El pobre Lisvano se tomó otro trago de vino y volvió a pasarse el pañuelo por la cara.
—Y él… Claro, yo sigo igual con un padre que con el otro… A este que dices tampoco lo conocí… Pero ¿por qué? ¿Es que él nunca intentó…?
—No, no, disculpa que te interrumpa, pero es que ahí también estás equivocado. A él sí que lo conociste. De hecho, lo viste todos los días de tu infancia.
—Qué quieres decir.
—Lo cuenta también tu… Lo cuenta Dolores en las páginas verdes de la copia a máquina de Óxido. Tu padre, que siempre estuvo en contacto con Dolores, volvió a España al poco de saber que ella te había encontrado, no inmediatamente, porque no era tan sencillo entonces conseguir un visado de entrada en el país, pero sí en el momento en que por fin se lo concedieron, que fue en 1949. Según me han confirmado un profesor norteamericano y una profesora inglesa a los que pedí que investigasen algunos aspectos de su vida, se quedó en España hasta 1958. Aunque no trabajaba como profesor de Filosofía, sino de Historia del Arte.
—¿Y bien?
—¿Recuerdas nuestra primera cita aquí en el Deméter? Estábamos igual que hoy, nosotros cuatro y en esta misma mesa.
—Así es.
—Hubo un momento en que llegamos a un acuerdo para que tú me dejaras algunos papeles de Dolores y entonces hiciste un brindis para celebrarlo: «Como decía un profesor de Arte que tuve primero en el colegio inglés y luego en el colegio alemán a los que me envió mi madre: la única sinceridad en la que puede confiarse…
—… es aquella de la que, aunque quisieras, no podrías arrepentirte».
—Él era tu padre.
—¡Mr. Rooney! ¿Mr. Rooney era mi padre?
—Claro, usaba su segundo apellido. El señor Wystan Nelson Bates Rooney. Lo he comprobado y ése, efectivamente, era su nombre. Dolores te metió en el colegio inglés y luego en el colegio alemán en los que él había conseguido trabajo a través de algunos amigos.
—Mr. Rooney —repitió Lisvano.
—Bueno —terció Natalia, que no había dejado un instante de acariciar la mano de su esposo—, no suena nada mal, ¿verdad, cariño? Carlos Bates Serma.
—Sí, se repiten las vocales en los dos apellidos —añadió, por decir algo, Virginia.
—Mr. Rooney —dijo Lisvano—. ¿Qué fue de él?
—Había pensado llevarte consigo a Southampton, donde tenía su casa. Pero murió cuando había ido allí a preparar tu llegada, a consecuencia de una neumonía. Lo que habían pensado Dolores y él era decirte que ibas a Inglaterra a continuar tus estudios y, una vez allí, contarte poco a poco la verdad. Dolores encargó que grabaran en su tumba un verso de Antonio Machado: «Una de las dos Españas».

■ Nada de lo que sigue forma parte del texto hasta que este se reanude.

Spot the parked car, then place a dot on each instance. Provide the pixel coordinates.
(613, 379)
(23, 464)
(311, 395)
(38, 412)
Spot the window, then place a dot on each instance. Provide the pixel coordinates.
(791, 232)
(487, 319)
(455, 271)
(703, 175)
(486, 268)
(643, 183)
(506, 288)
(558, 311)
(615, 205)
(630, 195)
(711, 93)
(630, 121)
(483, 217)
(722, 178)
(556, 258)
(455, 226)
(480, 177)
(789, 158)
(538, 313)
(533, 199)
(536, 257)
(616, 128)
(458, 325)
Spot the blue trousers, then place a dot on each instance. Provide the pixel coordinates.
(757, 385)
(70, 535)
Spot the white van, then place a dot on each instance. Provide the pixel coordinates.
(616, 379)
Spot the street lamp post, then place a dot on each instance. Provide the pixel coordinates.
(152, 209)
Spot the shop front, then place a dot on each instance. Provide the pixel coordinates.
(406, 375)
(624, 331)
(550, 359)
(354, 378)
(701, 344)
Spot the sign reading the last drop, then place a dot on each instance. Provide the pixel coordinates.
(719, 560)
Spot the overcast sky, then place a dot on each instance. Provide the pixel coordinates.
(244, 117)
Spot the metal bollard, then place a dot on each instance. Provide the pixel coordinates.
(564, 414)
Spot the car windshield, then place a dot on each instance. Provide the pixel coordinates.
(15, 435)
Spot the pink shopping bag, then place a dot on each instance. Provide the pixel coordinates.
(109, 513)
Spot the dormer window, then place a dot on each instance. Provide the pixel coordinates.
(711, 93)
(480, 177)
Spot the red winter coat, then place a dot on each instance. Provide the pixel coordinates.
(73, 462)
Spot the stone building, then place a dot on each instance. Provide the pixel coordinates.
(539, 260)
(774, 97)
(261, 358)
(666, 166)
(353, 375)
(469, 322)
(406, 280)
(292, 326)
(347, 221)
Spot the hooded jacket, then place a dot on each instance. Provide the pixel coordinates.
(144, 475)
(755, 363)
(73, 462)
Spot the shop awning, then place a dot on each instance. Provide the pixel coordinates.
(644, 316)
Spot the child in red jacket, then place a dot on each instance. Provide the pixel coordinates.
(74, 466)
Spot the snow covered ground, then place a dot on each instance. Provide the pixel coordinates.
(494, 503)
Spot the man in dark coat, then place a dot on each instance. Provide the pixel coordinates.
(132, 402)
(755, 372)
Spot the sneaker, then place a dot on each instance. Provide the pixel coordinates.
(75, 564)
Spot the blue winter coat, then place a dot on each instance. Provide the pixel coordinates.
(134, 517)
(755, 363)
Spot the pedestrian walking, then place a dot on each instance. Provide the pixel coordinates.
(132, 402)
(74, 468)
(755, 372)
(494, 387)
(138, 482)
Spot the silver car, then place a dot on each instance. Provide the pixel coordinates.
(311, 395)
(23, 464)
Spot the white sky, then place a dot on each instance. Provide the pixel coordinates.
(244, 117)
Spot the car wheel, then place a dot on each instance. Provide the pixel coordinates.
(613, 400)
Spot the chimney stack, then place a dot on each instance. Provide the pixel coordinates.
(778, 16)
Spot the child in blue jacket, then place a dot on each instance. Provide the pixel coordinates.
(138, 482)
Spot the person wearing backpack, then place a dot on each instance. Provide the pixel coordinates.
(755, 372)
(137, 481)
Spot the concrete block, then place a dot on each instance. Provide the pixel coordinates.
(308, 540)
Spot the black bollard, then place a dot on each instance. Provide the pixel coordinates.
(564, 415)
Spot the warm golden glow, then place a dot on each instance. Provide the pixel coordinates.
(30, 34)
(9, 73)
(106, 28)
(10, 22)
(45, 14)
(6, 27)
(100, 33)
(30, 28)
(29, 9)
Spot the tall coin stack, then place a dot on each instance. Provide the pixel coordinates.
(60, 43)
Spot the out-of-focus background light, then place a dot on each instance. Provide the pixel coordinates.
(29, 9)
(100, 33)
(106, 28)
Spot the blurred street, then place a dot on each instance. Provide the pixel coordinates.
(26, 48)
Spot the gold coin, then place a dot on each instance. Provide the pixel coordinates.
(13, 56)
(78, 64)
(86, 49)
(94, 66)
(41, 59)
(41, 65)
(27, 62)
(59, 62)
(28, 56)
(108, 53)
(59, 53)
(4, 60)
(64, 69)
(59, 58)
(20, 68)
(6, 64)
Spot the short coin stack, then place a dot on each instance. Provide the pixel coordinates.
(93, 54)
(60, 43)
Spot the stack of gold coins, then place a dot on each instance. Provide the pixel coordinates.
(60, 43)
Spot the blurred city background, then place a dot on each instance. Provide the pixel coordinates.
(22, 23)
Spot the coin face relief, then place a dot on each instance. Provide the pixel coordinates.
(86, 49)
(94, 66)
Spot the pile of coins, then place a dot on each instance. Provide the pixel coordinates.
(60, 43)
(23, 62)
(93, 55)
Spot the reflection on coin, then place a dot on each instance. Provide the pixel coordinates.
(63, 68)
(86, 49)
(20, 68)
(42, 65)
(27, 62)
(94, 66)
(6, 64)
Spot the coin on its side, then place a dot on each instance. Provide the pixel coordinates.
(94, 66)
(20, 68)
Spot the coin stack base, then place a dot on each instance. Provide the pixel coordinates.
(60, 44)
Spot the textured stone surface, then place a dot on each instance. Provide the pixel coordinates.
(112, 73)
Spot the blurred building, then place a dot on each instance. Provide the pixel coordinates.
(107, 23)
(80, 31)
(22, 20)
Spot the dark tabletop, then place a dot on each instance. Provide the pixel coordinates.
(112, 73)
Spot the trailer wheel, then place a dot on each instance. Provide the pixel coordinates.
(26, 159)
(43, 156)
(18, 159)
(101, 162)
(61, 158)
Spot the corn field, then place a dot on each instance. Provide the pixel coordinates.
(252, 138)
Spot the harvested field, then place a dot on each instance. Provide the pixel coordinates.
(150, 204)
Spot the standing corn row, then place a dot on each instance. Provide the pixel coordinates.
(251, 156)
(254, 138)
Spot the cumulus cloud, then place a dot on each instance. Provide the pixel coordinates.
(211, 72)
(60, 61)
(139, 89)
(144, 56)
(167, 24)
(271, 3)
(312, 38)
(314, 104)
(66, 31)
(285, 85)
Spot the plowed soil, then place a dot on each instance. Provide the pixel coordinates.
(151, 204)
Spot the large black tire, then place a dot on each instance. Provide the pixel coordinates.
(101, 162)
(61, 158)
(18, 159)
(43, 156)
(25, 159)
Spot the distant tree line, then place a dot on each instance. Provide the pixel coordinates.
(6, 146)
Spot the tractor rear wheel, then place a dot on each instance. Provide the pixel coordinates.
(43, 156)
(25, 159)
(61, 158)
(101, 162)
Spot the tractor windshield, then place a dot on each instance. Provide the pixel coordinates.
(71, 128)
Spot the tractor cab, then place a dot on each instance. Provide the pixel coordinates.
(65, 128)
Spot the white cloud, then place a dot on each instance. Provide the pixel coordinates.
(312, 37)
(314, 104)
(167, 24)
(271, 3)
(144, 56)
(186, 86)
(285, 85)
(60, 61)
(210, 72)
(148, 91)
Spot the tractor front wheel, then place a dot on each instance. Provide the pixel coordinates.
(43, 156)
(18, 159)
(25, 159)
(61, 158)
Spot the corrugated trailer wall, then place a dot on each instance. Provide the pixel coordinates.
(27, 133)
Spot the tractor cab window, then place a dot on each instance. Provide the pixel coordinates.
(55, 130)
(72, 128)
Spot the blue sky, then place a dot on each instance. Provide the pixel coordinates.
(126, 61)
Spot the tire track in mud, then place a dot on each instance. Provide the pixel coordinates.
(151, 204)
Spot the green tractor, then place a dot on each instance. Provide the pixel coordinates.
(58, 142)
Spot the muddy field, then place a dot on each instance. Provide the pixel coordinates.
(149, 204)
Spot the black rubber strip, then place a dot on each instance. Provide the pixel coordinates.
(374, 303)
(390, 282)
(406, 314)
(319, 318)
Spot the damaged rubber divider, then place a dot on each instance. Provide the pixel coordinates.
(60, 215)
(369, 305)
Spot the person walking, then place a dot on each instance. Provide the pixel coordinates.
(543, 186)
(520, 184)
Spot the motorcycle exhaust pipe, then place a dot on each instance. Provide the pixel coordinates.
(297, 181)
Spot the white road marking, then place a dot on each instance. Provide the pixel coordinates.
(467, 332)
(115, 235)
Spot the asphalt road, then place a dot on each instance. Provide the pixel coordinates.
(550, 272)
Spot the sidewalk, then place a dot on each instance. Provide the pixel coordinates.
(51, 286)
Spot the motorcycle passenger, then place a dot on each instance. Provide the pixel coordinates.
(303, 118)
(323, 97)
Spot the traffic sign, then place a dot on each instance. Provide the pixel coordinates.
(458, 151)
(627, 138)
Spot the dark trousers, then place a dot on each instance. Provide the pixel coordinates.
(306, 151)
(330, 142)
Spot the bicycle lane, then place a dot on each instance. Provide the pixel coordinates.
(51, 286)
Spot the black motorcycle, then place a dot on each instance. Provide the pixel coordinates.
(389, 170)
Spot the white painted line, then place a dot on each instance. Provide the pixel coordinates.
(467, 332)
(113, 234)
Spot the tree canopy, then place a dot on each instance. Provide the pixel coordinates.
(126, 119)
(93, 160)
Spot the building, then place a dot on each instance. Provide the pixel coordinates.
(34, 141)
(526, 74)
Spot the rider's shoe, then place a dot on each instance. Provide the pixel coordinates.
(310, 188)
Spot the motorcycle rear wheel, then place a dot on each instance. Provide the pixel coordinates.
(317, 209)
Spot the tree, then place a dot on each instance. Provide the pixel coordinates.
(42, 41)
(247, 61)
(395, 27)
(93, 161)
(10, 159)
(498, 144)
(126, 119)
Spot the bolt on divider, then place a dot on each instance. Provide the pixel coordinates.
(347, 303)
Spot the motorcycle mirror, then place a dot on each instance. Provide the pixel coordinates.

Nos quedamos todos callados, porque de la historia de Dolores Serma ya no había nada que añadir y cualquier otra cosa hubiera resultado frívola. Estuvimos así un buen rato, aprovechando que Nayaku nos servía un té verde.
—Vaya… —dijo el marido de Natalia, que a pesar de todo intentaba parecer… ¿mundano?—… Pues, me dejas de piedra… No digo que haya creído una sola palabra de esto, ¿comprendes? Tendré que comprobarlo todo…, pero estoy seguro de que no puede ser más que algo imaginario… Tal vez era el argumento de la segunda novela de… Dolores… Eso es. Naturalmente, nos haremos la prueba del ADN, que es infalible. ¿Te imaginas por un momento…? —le dijo a Natalia, dándole unas palmadas en el antebrazo y a continuación frotándose incongruentemente las manos como si las defendiera del frío—. Pero, en fin, al menos por hoy ya no creo que nadie pueda darme ninguna mala noticia.
—Hombre —dije—, lo único es que no sé si has notado que además de no haber nacido en Berlín, sino en Madrid, no lo hiciste en diciembre de 1946, sino en octubre de 1940. Acabas de cumplir, de un golpe, algo más de cinco años.
Carlos Lisvano, o Bates, miró a Natalia Escartín y a su copa y, como estaba vacía, agarró la botella de Château Cantemerle y se bebió a morro todo lo que quedaba. No le culpo. Y menos mal que no parecía haberse dado cuenta de que, encima, me estaba acostando con su mujer. La verdad es que hay noches en las que uno no debería salir de casa.